Don’t Rely on a Quack Doctor (Government)
A man goes to his doctor for a routine checkup. The doctor performs a perfunctory examination and informs him that unless he receives an experimental treatment the doctor has devised, he will soon become disabled. “What’s it cost, Doc?” the man asks. “Well, unfortunately it’s not cheap, Mr. Smith, and I can’t tell you exactly how much the total cost will be until the entire treatment has been completed, but unless you get this treatment, you will soon be in big trouble.”
The man agrees to undergo the treatment. He has to sell some of his possessions and go deeply into debt to pay for it, but, relying on the doctor’s advice, he believes that the alternative to getting the treatment would be catastrophic.
After the treatment, however, the man actually feels worse than before. So he visits his doctor and is startled when the doctor reports that he has relapsed and must undergo the same treatment again or he will probably die. As before, the doctor cannot say in advance how much the treatment will cost.
So, the man sells more of his possessions and goes even further into debt to finance the treatment. To his surprise, shortly after its completion, he feels even worse, and the doctor informs him that he has relapsed again and will have to undergo the treatment again lest he die shortly.
The man sells his remaining possessions, exhausts his capacity to borrow, begs money from his relatives, and has the treatment a third time. After its completion, he feels horrible. Once more, the doctor reports that his condition has not been improved and therefore he will have to undergo a fourth round of treatment.

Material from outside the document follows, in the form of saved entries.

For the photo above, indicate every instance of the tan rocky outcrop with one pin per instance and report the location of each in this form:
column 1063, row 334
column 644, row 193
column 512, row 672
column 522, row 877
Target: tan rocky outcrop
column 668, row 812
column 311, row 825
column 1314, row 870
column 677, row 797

This time, however, the man is completely broke, so he resigns himself to his imminent demise, puts his personal affairs in order, spends as much time as possible with close friends and family members, and waits to die.

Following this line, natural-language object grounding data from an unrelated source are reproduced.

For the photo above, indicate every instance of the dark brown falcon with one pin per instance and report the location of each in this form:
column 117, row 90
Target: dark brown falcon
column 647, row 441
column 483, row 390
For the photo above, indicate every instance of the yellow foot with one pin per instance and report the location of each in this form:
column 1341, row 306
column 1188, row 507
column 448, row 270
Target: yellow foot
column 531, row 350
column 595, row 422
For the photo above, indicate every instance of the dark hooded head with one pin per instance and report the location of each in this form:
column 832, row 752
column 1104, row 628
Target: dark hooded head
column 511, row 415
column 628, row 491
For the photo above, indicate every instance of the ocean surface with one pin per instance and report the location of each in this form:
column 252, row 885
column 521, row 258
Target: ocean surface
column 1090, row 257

But he doesn’t. Indeed, after a year, he is still alive and feels much better than he did immediately after his treatments. To everyone’s astonishment, he returns to work, feels fine, and considers himself lucky to have had a spontaneous recovery from a disease that threatened to take his life.

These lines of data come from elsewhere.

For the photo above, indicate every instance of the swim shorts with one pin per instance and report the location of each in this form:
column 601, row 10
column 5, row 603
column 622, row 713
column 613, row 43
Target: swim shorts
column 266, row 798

Having repaired his financial condition after ten years of normal, happy, healthy working life, the man’s curiosity gets the best of him and he visits a different doctor, an old Austrian, who examines him thoroughly and reports: “There is absolutely nothing wrong with you; nor do I see any indication that anything was seriously wrong with you before you began the treatments. You appear to have been misdiagnosed and treated for no good reason, and the treatments made you sick. When the treatments stopped, you returned to your previous, normal, healthy condition.”
(The foregoing is a parable about government intervention in the economy.)